17 janvier 2003. « La maison était tranquille, il y faisait bon. Tout semblait normal, parfaitement ordinaire. » Et pourtant la soirée était en train de tourner au drame. Les posait des question simples à son père Tom et ce dernier peinait à y répondre. Le lendemain, Tom devait se rendre dans un centre d’examen. Comme toutes les personnes de plus de 60 ans, il allait subir une batterie de tests. S’il échouait, il se verrait prescrire une injection létale. C’était la loi, il fallait s’y plier. Les vieux inutiles ne pouvaient continuer à être entretenus par un gouvernement devant juguler les problèmes de surpopulation. Et pour Les, l’évidence sautait aux yeux. Son père n’était pas prêt à subir le test, son père allait forcément échouer…
Grand maître de la SF, Richard Matheson imagine dans cette nouvelle de 1954 une société réglant de façon inhumaine la question du vieillissement de la population. Visionnaire ? Espérons que non. Glaçant ? Assurément.
L’examen de Richard Matheson (traduit de l'anglais par Roger Durand). Ed. Le passager clandestin, 2019. 46 pages. 5,00 euros.

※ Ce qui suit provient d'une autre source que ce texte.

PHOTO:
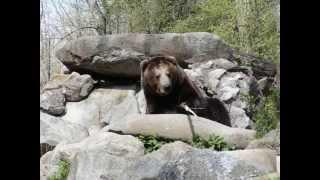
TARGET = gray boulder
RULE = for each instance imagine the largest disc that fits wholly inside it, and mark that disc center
(62, 88)
(120, 55)
(53, 102)
(271, 141)
(77, 87)
(54, 130)
(103, 105)
(94, 155)
(111, 156)
(179, 126)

C’est l’histoire d’une vie en quarante petites pages. L’histoire d’une gourmande accro à la crème glacée et aux hommes. Toute petite elle léchait jusqu’à la dernière goutte les coupelles de glace avant de les laver. A l’adolescence, elle se faisait régulièrement surprendre avec un garçon sur le canapé familial. Seize grossesses, sept enfants et neuf fausses couches plus tard, elle est devenue « le genre de mère toujours en train de frotter les joues de ses enfants d’un doigt humide pour retirer les traces de ses propres baisers ». Avec l’âge, les enfants partis et le mari décédé, il ne lui restait plus que sa passion pour les glaces à entretenir. Avec toujours la même voracité.
Un délicieux portrait plein de volupté où la vie est croquée à pleine dent, parce que « le plaisir, c’est le plaisir. Quand on en est friand, on découvre qu’il y en a des quantités. »

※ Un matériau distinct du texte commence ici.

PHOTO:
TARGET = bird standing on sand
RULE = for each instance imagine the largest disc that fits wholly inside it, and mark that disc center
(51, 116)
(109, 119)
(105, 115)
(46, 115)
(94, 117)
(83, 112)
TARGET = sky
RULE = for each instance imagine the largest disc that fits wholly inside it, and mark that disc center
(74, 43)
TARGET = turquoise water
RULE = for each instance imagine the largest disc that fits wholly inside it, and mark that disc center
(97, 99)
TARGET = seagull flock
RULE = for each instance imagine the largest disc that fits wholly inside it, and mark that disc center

Jamais assez d’Alice McDermott (traduit de l’anglais par Cécile Arnaud). La Table Ronde, 2020. 42 pages. 4,00 euros.
David et sa femme Ellie, universitaires à la retraite, découvrent avec stupéfaction un étron dans leur jacuzzi. Mais qui a bien pu se glisser dans le jardin pour commettre un tel forfait ? Peut-être un lien avec l’élection de Trump quelques jours plus tôt et leur soutien affiché à Hillary qui n’aurait pas plu aux voisins. Ou alors la vengeance d’un étudiant qui leur aurait gardé une rancœur tenace après une mauvaise note. Quoi qu’il en soit l’histoire se répète à plusieurs reprises et si David prend la chose avec légèreté, Ellie a beaucoup plus de mal à supporter l’affront. Au point de sombrer peu à peu dans la dépression et de vouloir déménager loin de l’Arizona afin de retrouver leur fille en Californie.
Du Russo pur jus, drôle, ironique, avec un discours tout en finesse sur la politique, l’amitié et la vie de couple. Égal à lui-même, autant dire excellent !
Et m*** ! de Richard Russo (traduit de l’anglais par Jean Esch). La Table Ronde, 2020. 57 pages. 7,00 euros.